The development team at Blizzard working on Diablo IV has offered up its latest quarterly update on the game. The team says that they are excited to share some of the progress that has been made on the game and notes that they have fully transitioned to working from home. While working from home has impacted the development cycle, they have been able to keep the momentum going on the development.
The most recent milestone the team reached was focusing on blocking in all the elements in a region known as the Dry Steppes complete with campaign content, open-world elements, itemization, a PvP sub-zone, dungeons, and a cinematic for the completion of the narrative for the region. The goal was to play the game from home over two days and spend time analyzing data and discussing reactions.
Taking the time to play the game over a few days allows the team to see all the current features harmonize over a more extended play period. The development of other regions is underway. The focus on the Dry Steppes was a concerted push to create and complete a cohesive experience to allow the team to draw observations from. Visuals in games are often kept in a rough form during development to allow the developers to test ideas and iterate on them cheaply. When something isn't fun, it's cheaper to change or discard a "blockout" asset than a final one. Some of the images seen here are of blockout assets, so they may not make it into the completed game.
On the storytelling side of the game, developers have evolved how the story will be delivered in Diablo IV. With this game, the team is experimenting with a mix of tool-generated and manually choreographed cameras to tackle conversations. In past games in the franchise, storytelling relied on UI panes with the character's name and portrait. The image below shows what developers are experimenting with.
The second storytelling method that is being developed involves real-time cut scenes. In these cut scenes, control of the camera is given to the game, and storytelling is treated more like a movie. That is being reserved for important story moments. The interesting part about this is that the team can show the player's character with their currently equipped armor as part of the scene. That means you won't have a character dressed differently in the cut scene than the one you've been playing with. A different character than the player is using is strange to see in a cut scene.

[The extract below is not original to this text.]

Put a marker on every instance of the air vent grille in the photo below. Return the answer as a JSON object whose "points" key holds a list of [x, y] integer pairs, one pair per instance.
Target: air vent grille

One of the main features coming to the game is the open world of Sanctuary. The open-world nature the game will allow players to take a break from the story campaign and go exploring, crafting, or take on other players in PvP battles. The goal is to make the game fun to play using different mixes of story and side content and to make the game fun for players who re-play it after finishing the campaign mode. Diablo IV will feature multiple open-world activities, including crafting, events, world PvP, and side quests. Developers say the most popular open-world feature is called Camps. Camps are locations of importance that are overrun by enemies that can be cleansed and turned into friendly outposts with NPCs and a waypoint location.
Other items talked about in the quarterly update include multiplayer, which the team says has been challenging to fine-tune to find the right approach. The challenge was to incorporate shared-world game elements without veering into massively multiplayer territory. The team says that dungeons and key story moments are always private, just the player their party. Players who prefer to go alone are never forced to join a party, but developers say some coordination is helpful during major world events. There will be new multiplayer tools available to help those who do want to play as part of a party find a group by activity or proximity in the game world. Full details of the quarterly update can be seen on the official page. Diablo IV was announced in November 2019 at BlizzCon 2019.